Of course, part and parcel of this is figuring out how the heck we'd
tell someone "Look, you are VERY qualified for this work, in terms of
skills, but all indices point to you being unlikely to be happy in it,
over the long haul". I think some of that heavy lifting can certainly
be done by job ads and RJPs that let people know more about the job
and
what a typical day/week/year would be like, so they can self-screen.
But you can't rely on that exclusively. Even very clever people can
still make bad judgment calls about what is really right for them;
particularly if distracted by the increment to income, or some aspect
of
a job's status. Does it become the employer's perogative to make
assumptions about the candidate's future happiness, and turn them away
on the basis of signs and omens? Do we try, and then say "You pays
your
money and you takes your chances" if they want to take the chance?
I'd like to think that selection is essentially match-making in its
purest form - a "shidduch" for those of you better-versed in the
Yiddish
idiom - and that it is almost a basic human right to be happy in one's
work, and be directed to work that makes you happy. "Happy" doesn't
necessarily mean you stay in the job forever. You can think of some
jobs as "the soup" that precedes the main course; satisfying in its
own
way, but merely a way-station, and presented as such.
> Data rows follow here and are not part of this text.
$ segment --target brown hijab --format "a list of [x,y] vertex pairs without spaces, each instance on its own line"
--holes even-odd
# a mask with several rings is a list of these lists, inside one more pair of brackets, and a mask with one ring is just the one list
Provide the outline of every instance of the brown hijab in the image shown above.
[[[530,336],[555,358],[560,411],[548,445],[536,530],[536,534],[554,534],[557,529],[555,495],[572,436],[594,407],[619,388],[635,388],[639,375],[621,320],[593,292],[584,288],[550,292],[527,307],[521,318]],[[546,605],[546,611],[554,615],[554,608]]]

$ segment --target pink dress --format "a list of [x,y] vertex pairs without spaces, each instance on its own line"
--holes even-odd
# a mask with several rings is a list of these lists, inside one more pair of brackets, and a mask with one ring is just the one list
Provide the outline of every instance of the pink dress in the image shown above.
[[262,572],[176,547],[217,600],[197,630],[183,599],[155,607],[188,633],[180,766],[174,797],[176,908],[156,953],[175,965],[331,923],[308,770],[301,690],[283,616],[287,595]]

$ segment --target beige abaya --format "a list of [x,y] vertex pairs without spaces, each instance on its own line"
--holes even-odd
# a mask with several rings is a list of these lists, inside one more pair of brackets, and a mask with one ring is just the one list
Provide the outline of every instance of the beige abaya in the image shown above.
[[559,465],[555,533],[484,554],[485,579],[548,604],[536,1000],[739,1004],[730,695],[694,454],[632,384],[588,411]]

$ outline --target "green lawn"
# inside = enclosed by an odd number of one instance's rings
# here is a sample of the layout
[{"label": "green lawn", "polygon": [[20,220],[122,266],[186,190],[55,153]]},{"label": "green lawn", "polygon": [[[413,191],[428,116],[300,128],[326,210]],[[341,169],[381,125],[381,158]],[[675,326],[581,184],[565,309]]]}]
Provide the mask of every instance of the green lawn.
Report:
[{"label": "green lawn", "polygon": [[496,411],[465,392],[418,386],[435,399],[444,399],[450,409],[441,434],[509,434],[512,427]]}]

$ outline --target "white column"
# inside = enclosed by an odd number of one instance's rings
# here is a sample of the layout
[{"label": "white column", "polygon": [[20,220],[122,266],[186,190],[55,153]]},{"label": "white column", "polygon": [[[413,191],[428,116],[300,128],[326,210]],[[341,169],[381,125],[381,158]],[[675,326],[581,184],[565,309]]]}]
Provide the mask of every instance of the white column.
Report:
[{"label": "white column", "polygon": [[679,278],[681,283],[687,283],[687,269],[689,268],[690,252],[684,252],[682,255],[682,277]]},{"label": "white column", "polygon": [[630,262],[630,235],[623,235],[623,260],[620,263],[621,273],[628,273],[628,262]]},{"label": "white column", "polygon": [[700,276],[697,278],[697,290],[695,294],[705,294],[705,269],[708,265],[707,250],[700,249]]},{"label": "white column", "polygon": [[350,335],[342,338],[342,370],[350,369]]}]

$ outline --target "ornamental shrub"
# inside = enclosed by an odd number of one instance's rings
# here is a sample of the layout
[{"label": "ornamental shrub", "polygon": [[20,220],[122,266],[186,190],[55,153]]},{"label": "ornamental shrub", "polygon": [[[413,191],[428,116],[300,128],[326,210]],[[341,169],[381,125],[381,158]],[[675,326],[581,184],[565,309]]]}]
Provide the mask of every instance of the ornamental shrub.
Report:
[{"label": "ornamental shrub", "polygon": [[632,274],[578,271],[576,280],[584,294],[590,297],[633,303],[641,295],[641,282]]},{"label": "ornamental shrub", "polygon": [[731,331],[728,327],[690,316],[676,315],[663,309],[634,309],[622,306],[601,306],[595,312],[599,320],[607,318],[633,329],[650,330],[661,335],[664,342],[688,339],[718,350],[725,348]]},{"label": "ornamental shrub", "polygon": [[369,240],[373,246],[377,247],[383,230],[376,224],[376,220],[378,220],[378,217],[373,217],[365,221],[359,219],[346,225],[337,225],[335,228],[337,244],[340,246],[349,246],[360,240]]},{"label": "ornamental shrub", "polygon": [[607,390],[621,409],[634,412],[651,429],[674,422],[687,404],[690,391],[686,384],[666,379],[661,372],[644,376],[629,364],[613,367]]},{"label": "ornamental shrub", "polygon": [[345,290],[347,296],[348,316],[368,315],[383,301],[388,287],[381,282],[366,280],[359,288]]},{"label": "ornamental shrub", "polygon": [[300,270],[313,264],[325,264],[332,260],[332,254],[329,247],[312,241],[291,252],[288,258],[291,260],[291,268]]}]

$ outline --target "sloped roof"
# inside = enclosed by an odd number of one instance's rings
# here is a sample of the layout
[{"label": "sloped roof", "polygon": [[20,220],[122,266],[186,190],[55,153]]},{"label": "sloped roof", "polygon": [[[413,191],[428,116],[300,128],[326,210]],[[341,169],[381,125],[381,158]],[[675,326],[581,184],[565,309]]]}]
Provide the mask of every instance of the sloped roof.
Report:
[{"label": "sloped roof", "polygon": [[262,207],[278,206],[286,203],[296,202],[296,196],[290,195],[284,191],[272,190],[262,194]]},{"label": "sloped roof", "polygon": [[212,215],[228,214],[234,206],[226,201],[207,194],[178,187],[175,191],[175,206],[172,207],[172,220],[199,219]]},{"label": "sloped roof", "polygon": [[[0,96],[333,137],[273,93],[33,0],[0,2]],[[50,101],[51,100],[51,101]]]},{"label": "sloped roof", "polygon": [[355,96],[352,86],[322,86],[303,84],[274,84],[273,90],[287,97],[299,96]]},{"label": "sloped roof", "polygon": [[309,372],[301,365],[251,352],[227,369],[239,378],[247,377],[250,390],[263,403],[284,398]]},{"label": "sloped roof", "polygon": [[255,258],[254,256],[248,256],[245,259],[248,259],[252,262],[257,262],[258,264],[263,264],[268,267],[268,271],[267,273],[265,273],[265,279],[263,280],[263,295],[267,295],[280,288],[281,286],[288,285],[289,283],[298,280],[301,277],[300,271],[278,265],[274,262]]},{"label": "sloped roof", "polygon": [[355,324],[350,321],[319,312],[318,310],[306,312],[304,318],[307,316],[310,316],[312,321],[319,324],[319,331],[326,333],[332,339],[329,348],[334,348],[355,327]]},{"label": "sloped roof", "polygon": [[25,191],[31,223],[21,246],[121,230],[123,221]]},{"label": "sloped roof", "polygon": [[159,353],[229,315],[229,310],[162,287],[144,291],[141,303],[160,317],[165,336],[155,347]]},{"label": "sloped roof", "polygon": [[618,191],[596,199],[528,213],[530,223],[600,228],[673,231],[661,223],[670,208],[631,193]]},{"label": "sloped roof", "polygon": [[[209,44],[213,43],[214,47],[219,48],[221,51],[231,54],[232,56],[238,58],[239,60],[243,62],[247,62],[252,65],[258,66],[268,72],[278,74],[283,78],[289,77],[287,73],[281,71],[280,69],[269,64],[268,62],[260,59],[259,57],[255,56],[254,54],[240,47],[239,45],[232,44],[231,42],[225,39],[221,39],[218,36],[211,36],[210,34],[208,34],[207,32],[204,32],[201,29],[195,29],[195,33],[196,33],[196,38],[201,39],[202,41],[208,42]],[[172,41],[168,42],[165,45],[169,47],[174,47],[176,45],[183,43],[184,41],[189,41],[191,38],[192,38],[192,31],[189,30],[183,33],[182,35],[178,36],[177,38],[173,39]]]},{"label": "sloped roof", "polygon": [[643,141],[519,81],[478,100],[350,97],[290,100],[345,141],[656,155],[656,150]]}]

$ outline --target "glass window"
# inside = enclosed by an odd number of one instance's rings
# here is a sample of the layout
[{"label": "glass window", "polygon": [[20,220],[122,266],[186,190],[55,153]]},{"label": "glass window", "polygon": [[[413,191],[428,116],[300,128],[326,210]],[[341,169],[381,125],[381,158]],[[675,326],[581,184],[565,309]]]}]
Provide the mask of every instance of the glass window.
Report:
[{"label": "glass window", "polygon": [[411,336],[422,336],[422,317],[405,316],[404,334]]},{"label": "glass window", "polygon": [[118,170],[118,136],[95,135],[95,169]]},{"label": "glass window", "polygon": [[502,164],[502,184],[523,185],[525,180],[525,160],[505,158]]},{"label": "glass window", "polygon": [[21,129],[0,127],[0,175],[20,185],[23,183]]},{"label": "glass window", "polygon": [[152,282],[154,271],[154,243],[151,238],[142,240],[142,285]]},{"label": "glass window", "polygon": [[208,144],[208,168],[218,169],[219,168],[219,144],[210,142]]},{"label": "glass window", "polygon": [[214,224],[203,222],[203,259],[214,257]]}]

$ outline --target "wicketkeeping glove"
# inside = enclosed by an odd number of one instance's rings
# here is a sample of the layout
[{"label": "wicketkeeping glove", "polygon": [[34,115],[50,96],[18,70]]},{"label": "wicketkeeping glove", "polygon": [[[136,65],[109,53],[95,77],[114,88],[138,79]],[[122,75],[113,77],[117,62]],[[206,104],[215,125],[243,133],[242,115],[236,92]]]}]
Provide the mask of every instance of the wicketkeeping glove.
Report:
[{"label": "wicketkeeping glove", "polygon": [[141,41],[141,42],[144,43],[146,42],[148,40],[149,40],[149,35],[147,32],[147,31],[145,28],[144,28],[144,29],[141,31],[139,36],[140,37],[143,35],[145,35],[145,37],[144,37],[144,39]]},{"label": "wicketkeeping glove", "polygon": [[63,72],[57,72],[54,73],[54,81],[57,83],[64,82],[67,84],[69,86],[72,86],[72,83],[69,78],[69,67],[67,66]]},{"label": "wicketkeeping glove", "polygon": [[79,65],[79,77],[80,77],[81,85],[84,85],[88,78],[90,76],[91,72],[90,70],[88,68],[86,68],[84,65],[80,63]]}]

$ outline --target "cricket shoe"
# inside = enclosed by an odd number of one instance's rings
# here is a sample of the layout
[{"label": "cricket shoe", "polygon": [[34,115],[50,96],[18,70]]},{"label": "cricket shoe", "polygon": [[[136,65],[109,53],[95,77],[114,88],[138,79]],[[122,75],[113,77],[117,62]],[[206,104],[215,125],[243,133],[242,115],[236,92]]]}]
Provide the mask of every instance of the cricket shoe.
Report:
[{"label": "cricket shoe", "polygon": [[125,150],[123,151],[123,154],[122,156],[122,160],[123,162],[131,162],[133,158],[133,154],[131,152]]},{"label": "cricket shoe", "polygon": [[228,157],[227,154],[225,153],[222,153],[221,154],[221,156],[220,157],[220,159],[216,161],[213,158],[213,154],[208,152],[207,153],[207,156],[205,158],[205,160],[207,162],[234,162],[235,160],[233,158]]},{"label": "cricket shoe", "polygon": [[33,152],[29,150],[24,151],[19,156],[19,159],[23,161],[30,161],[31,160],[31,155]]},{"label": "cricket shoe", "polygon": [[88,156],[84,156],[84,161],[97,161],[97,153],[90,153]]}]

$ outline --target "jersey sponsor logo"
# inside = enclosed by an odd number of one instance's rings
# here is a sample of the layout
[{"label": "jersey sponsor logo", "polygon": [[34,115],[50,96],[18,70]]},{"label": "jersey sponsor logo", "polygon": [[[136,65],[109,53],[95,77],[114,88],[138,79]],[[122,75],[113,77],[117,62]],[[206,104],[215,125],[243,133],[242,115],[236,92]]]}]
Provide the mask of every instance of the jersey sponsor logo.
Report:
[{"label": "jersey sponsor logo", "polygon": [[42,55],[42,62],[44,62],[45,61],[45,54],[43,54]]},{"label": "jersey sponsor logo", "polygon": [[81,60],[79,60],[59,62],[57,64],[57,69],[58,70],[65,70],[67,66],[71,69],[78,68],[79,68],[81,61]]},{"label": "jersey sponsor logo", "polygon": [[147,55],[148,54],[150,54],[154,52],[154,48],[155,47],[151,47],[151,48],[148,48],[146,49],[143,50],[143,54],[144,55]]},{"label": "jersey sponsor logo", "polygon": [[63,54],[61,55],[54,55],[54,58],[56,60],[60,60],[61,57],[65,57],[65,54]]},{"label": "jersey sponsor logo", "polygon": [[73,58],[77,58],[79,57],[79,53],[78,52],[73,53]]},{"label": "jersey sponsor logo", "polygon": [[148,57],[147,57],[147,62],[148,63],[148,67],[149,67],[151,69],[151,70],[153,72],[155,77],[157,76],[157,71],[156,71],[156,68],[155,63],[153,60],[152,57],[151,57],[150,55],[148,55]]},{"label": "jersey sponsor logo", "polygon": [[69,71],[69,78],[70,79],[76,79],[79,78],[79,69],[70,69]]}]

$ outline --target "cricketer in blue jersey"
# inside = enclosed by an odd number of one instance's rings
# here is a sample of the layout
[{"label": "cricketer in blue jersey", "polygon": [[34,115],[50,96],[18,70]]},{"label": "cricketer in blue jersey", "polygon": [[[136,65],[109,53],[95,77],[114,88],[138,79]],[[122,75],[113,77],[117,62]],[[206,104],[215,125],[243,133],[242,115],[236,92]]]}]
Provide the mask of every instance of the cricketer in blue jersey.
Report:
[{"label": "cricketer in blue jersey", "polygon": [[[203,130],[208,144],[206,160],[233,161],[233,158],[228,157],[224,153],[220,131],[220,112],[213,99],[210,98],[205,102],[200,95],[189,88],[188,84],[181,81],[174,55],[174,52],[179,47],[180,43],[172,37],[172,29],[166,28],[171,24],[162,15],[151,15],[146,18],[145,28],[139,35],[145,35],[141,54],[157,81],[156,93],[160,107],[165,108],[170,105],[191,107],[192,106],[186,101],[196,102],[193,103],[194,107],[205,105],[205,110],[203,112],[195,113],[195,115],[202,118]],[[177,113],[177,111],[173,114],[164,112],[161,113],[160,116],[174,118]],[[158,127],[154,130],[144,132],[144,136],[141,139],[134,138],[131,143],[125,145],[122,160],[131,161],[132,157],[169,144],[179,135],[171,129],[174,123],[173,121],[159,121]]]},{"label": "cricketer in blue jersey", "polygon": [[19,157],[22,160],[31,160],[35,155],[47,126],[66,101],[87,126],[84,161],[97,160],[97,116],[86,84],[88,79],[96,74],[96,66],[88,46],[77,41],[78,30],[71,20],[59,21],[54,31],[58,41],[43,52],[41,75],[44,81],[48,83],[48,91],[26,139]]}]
But soup
doesn't
have to be something you bite your lip to get through. It CAN be
enjoyable.



Do any of you already factor this in to how you conduct staffing, or
view assessment? In some respects, I suppose it IS factored in, when
people are selected for whether they will fit into a particular work
team. Although I imagine the emphasis there is not on the happiness
of
the new team member, but the aggregate productivity of the team.
Am I dreaming in technicolor or is this a realistic objective?